Manager Uni Sadhu Guna Testing Centre (UTC), Deddy Mulyadi mengatakan, tahun ini terjadi peningkatan jumlah medali emas, khususnya pada mata pelajaran Matematika dan Sains. Hal ini menunjukkan semakin kuatnya kemampuan Higher Order Thinking Skills (HOTS) para peserta.
“Keikutsertaan siswa Indonesia dalam kompetisi ini sangat penting untuk membangun budaya belajar yang kompetitif, melatih daya nalar, serta mempersiapkan generasi muda menghadapi tantangan pendidikan dan dunia kerja yang semakin kompleks,” kata Deddy saat ICAS 2025 Medal Presentation Ceremony (MPC) di Jakarta, Sabtu (17/1/2026).
Selain menguji kemampuan akademik, lanjut dia, kompetisi ini dirancang untuk melatih kesiapan mental siswa dalam menghadapi kompetisi internasional lainnya. Peserta diuji dalam situasi yang menuntut konsentrasi, ketahanan, dan kemampuan bersaing secara sehat dengan siswa dari berbagai negara.
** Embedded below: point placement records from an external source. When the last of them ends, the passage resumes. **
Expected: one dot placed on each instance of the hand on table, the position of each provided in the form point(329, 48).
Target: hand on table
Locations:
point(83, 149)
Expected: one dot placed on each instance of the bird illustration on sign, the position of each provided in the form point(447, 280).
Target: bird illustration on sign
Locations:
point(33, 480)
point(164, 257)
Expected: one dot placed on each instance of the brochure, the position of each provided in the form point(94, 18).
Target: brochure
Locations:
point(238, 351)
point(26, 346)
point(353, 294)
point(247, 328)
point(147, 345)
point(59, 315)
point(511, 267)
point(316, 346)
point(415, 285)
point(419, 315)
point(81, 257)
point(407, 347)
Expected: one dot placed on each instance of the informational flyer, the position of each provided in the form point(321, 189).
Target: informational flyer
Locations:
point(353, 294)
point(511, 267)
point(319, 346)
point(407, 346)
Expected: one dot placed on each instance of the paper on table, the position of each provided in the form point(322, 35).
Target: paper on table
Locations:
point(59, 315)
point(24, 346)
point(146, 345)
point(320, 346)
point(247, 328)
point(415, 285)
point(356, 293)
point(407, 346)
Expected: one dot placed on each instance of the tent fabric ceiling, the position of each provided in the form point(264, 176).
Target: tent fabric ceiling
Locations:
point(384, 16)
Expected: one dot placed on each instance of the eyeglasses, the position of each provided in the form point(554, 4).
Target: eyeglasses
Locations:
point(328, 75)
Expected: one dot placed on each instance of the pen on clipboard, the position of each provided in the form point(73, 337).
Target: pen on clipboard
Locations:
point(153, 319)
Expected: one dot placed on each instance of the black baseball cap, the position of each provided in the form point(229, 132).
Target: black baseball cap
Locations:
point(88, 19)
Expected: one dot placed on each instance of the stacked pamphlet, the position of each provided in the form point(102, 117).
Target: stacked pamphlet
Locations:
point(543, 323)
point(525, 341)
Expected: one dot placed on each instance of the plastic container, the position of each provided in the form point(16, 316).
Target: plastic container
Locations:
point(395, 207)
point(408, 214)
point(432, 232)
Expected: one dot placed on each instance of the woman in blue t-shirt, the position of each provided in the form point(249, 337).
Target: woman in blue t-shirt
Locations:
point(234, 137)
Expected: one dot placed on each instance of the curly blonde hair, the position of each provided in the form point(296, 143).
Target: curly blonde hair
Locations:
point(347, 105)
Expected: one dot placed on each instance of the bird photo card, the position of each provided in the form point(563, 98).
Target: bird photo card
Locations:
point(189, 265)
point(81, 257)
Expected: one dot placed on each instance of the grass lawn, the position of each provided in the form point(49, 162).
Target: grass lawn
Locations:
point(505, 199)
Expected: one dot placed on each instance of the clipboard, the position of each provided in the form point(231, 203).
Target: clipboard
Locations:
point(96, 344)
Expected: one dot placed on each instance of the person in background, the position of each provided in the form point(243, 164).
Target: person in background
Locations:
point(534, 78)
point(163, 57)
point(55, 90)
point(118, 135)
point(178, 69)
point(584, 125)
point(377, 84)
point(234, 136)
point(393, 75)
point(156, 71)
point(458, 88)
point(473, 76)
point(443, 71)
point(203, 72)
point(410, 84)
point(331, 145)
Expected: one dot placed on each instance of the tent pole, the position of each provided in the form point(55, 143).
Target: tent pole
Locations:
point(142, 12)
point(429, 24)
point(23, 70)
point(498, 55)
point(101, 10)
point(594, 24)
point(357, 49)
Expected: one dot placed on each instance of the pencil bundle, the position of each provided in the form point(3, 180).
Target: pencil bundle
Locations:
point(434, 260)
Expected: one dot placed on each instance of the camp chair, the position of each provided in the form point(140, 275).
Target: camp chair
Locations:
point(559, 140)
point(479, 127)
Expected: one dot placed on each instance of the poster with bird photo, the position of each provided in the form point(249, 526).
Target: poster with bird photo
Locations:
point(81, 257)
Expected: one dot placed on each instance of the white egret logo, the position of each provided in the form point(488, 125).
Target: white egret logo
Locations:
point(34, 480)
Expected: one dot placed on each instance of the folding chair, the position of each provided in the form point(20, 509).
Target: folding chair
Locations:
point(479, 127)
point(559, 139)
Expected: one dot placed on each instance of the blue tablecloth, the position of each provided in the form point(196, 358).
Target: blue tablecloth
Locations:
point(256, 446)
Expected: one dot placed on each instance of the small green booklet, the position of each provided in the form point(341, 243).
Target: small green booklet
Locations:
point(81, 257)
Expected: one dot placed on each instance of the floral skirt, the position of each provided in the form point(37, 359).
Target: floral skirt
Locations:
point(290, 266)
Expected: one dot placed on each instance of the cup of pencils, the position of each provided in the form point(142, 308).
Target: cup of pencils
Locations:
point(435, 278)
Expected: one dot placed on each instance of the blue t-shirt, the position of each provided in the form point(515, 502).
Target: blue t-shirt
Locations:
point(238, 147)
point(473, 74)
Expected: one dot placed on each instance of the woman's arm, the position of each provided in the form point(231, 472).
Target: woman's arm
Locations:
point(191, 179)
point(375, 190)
“Hasil asesmen sebagai dasar pengembangan metode pembelajaran yang lebih relevan dan personal di sekolah,” ucapnya.
Deddy menjelaskan, kompetisi ini merupakan asesmen berbasis HOTS untuk siswa kelas 3 SD hingga kelas 3 SMA (Year 3–Year 11) dengan elemen kompetisi internasional. Bidang yang diujikan meliputi English, Mathematics, Science, Digital Technologies, Spelling Bee, dan Writing.
“Selain sertifikat dan medali, peserta dan sekolah menerima laporan individu dan institusi sebagai bahan evaluasi pembelajaran,” ujarnya.
Sementara itu, CEO USG Education, Adhirama G. Tusin, mengungkapkan, kompetisi ini tidak hanya menjadi ajang kompetisi biasa, tapi juga sarana pembelajaran yang menekankan kemampuan berpikir tingkat tinggi.
“Hasil dari kompetisi ini menunjukkan potensi siswa Indonesia untuk bersaing di tingkat global jika didukung pendekatan pembelajaran yang tepat. Peningkatan prestasi juga tercermin dari capaian di berbagai bidang studi,” paparnya.
Dikatakan, secara global, kompetisi ini telah diikuti lebih dari 10 juta siswa dari 16.000 sekolah di 41 negara sejak pertama kali digelar pada 1981.
“Pada 2025, tercatat 126 sekolah dari berbagai daerah di Indonesia berpartisipasi dengan total 12.030 siswa,” urainya.
Pada kesempatan yang sama, Director of Admissions, Recruitment & Marketing USG Education, Niluh Komang Aimee Tirta Widiani Sukesna, menambahkan, hasil dari kompetisi ini memberikan gambaran nyata daya saing siswa Indonesia di tingkat internasional.
“Model asesmen ini sejalan dengan arah kebijakan evaluasi pendidikan yang menekankan pengukuran kompetensi, bukan sekadar hafalan,” ucapnya.